Erhard Milch leads Luftwaffe assault on Norway

Erhard Milch addresses Luftwaffe pilots in Norway, 23rd April 1940

Erhard Milch had commanded a fighter squadron in the First World War even though he was not a pilot himself. After the war he had several roles in the development of the German aircraft industry and was a founding director of Lufthansa, the national German airline. When the Nazi’s came to power he played a key role in the rapid expansion of the Luftwaffe and was a close associate of Goering.

He came under investigation by the Gestapo because his father, Anton Milch, was a Jew. However his mother swore an affidavit that her husband was not the father of any of her children, and Erhard was able to obtain a German Blood Certificate, required by Nazi race laws to continue in State related employment. He was assisted by Goering who famously declared “I decide who is a Jew”. Subsequent research has revealed that Milch’s mother was herself a Jew, making it very likely that Milch was himself wholly Jewish. In only slightly different circumstances the Nazi regime that he served would have been fatal to Milch.

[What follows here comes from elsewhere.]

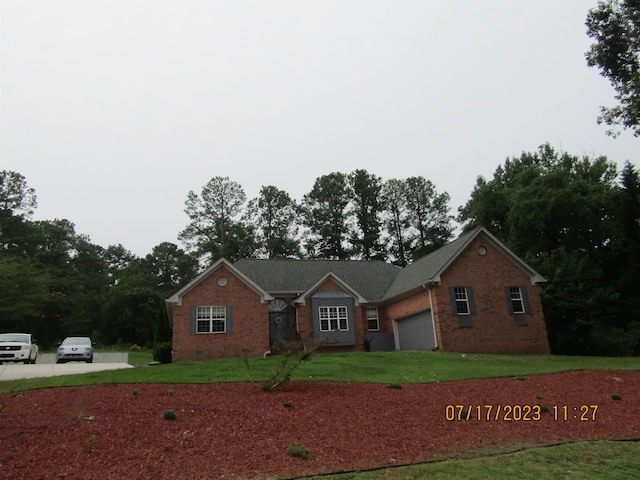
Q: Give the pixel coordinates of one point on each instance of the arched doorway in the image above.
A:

Milch’s only operational role during the War was as General commanding Luftflotte 5 during the invasion of Norway. He proved himself a capable leader in a theatre where the Luftwaffe made a very significant contribution to the German success. Bombers, particularly dive bombers, provided crucial support to the German land forces as well as making it very hazardous for the British and French ships to operate close in shore or to land troops and munitions. The Luftwaffe also made use of troop transport planes to rapidly re-inforce their positions when needed – when the German forces intending to occupy Oslo were halted by the sinking of the Blucher, it was airborne troops that succeeded in seizing control of the capital.

Aerial view of German occupied airport with many German planes

Fornebu Airfield, Oslo under Luftwaffe control.